Paris, qui mène toujours une chasse aux djihadistes dans le désert, n’est en revanche pas intervenu dans le Centre du pays pour maintenir la paix. Une dichotomie dans l’investissement militaire français qui laisse un goût amer dans la bouche d’une partie de la population malienne, confrontée chaque jour à une montée de l’insécurité.
« On les voit, ils sont là et on continue de nous attaquer. C’est devenu même pire qu’avant. On tue les gens au Centre, au Nord. Où sont les soldats français ? S’ils veulent nous aider, ils n’ont qu’à nous aider en donnant du matériel seulement à nos soldats qui vont eux-mêmes faire le travail», s’indigne Adama Keita, commerçant au grand marché de Bamako.
Un discours majoritaire chez les habitants qui ne voient pas l’utilité de la présence de Barkane. En effet, malgré Barkhane, qui a remplacé, le 1er août 2014, l’opération Serval déclenchée début 2013 au Mali, le septentrion malien n’a pas vu diminuer les activités des djihadistes et d’autres groupes armés qui s’y sont confortablement installés. Les attaques récentes contre l’armée avec son lot de lourdes pertes le certifient de la belle manière, tout comme les embuscades quotidiennes et les explosions des mines dans les régions de Mopti, Tombouctou et Gao. Aujourd’hui au Nord, rien ou presque n’a encore été réglé.
Paris est plus généralement accusé de nombreux maux par les habitants qui côtoient ses militaires. Pour les populations locales, l’ex-puissance coloniale dissimule ses véritables motivations sur les raisons de sa présence renforcée sur le continent. Dans une note d’analyse datant de juillet 2016, le Groupe de recherche et d’information sur la paix et la sécurité (Grip), un centre de recherche indépendant fondé à Bruxelles en 1979, livre les résultats d’une enquête réalisée pour connaître l’opinion des populations (Maliennes) sur la présence de soldats étrangers sur son sol. Le résultat est accablant pour la France. Plus de 76% des sondés souhaitent le départ des forces françaises.
Aujourd’hui, le pouvoir à Bamako n’a ni le courage ni la force pour accuser Paris de soutenir la rébellion touarègue. Laquelle a bien compris la complexité des enjeux, en insistant dans sa communication sur son opposition aux djihadistes. Et en prétendant réussir à lutter contre ces derniers, là où précisément le Mali a jusqu’à présent échoué.
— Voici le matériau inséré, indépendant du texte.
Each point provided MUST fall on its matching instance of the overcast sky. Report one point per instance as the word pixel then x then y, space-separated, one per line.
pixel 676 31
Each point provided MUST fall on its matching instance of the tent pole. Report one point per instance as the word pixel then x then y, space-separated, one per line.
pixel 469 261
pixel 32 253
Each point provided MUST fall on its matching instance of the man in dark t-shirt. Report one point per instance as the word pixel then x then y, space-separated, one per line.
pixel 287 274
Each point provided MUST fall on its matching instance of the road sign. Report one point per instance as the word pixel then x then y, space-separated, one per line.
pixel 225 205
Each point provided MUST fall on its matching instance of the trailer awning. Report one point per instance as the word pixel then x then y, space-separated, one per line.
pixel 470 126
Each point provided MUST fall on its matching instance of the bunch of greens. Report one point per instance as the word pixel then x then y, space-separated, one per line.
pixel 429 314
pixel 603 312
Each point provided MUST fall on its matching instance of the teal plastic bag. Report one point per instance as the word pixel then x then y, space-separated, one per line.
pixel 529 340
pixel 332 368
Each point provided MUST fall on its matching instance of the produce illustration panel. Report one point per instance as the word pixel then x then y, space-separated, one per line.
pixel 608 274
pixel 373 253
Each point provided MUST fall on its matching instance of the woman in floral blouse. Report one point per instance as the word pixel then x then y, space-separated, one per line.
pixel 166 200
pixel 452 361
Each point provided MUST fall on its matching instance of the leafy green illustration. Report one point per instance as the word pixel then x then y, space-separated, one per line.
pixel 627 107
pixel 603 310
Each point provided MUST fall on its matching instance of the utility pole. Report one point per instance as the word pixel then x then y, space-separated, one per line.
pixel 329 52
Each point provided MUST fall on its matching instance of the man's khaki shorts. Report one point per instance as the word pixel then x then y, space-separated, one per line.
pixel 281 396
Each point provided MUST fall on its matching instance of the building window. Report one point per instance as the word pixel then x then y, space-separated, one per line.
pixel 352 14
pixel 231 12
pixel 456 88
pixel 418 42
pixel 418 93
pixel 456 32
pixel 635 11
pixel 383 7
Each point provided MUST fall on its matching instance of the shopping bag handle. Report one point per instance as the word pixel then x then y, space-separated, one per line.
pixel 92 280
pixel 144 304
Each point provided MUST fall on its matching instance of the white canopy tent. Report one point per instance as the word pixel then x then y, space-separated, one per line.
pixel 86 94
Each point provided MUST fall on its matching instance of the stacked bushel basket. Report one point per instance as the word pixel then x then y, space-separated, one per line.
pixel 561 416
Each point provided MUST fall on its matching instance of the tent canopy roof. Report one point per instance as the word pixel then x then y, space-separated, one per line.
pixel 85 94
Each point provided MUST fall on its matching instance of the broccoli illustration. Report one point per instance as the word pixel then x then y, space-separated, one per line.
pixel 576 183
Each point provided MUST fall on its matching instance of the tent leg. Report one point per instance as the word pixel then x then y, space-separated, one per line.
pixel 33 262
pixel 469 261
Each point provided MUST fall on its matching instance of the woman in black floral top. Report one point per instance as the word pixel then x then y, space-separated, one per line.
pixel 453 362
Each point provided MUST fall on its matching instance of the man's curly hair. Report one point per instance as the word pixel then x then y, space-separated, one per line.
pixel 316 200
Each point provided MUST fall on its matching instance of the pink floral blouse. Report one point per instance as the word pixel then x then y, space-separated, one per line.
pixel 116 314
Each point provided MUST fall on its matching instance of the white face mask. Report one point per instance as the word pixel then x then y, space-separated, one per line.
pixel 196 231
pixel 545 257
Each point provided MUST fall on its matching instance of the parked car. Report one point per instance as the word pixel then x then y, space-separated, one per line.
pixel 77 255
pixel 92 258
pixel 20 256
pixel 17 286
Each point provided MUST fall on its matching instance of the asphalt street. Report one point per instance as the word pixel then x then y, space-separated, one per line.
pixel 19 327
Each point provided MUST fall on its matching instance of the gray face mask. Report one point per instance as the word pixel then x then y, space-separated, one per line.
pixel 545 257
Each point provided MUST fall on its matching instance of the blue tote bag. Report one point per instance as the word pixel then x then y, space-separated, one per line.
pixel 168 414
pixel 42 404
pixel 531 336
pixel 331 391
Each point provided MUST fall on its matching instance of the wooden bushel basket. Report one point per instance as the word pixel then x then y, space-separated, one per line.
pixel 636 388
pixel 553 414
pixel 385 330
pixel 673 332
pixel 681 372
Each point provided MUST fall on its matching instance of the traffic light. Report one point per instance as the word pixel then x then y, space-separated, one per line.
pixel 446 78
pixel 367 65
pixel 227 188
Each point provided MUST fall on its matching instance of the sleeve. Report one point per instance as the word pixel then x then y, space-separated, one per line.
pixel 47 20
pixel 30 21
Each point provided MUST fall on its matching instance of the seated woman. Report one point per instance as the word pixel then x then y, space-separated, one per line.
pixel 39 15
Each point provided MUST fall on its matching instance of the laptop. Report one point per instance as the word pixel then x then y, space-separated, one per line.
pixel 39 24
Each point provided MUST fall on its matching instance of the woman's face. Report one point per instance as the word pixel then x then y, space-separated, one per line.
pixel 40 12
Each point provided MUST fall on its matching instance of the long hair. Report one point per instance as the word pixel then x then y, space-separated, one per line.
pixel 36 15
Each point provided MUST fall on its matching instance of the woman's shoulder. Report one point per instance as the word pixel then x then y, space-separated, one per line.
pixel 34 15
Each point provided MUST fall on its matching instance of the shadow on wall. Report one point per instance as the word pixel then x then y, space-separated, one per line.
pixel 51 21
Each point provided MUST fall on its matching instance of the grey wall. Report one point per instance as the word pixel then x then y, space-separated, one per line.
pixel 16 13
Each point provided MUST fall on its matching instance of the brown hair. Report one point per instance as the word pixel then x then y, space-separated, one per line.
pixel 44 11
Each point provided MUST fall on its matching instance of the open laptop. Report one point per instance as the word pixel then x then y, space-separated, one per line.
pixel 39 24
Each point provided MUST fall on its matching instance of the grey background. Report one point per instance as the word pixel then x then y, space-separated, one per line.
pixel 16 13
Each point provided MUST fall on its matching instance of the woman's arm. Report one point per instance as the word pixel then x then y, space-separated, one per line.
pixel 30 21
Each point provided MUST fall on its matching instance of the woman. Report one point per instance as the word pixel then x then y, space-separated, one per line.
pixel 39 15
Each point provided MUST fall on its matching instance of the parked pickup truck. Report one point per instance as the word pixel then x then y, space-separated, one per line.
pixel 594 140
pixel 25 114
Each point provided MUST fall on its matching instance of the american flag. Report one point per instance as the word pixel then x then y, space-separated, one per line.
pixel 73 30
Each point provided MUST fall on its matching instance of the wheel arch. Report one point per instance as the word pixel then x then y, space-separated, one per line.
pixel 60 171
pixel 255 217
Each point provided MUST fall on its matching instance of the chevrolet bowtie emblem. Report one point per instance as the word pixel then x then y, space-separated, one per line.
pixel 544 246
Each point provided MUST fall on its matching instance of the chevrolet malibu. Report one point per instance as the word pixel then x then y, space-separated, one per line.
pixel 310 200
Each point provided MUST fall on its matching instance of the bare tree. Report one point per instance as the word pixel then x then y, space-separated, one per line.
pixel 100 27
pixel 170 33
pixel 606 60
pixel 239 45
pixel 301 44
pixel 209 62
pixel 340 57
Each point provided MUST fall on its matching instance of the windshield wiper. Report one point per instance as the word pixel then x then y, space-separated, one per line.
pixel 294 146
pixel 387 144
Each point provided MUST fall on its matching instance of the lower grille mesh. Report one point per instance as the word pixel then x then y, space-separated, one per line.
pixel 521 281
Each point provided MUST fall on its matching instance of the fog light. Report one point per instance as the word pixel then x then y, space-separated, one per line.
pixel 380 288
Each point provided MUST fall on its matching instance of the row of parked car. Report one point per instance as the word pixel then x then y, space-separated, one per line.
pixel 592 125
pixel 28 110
Cependant, le peuple malien ne cache pas sa colère et ne mâche pas non plus ses mots.
Dans les colonnes des journaux et/ou à travers des manifestations, des maliens dénoncent le jeu trouble des autorités françaises. La dernière manifestation en date, le 8 août 2019. Ce jour-là, ils étaient des milliers à dénoncer ce qu’ils appellent « la partialité de la France » dans le conflit qui opposent l’Etat malien aux groupes armés. Sur les pancartes des manifestants, on pouvait lire « France = CMA ». Des messages accusateurs qui remettent en cause la mission de lutte contre le terrorisme de la France au Mali. « Lorsque les français sont venus, ils ont libéré Gao, Tombouctou sauf Kidal. Pourquoi pas Kidal ? », s’interrogeaient les manifestants. « Kidal la cité interdite. Kidal avec un autre drapeau différent de celui du Mali sous les yeux de la Minusma et de la force Serval devenu entre-temps force Barkhane », s’indignait un autre manifestant? Et dans les jours à venir, ces manifestations sur fond de dénonciation pourraient s’étendre dans tout le pays.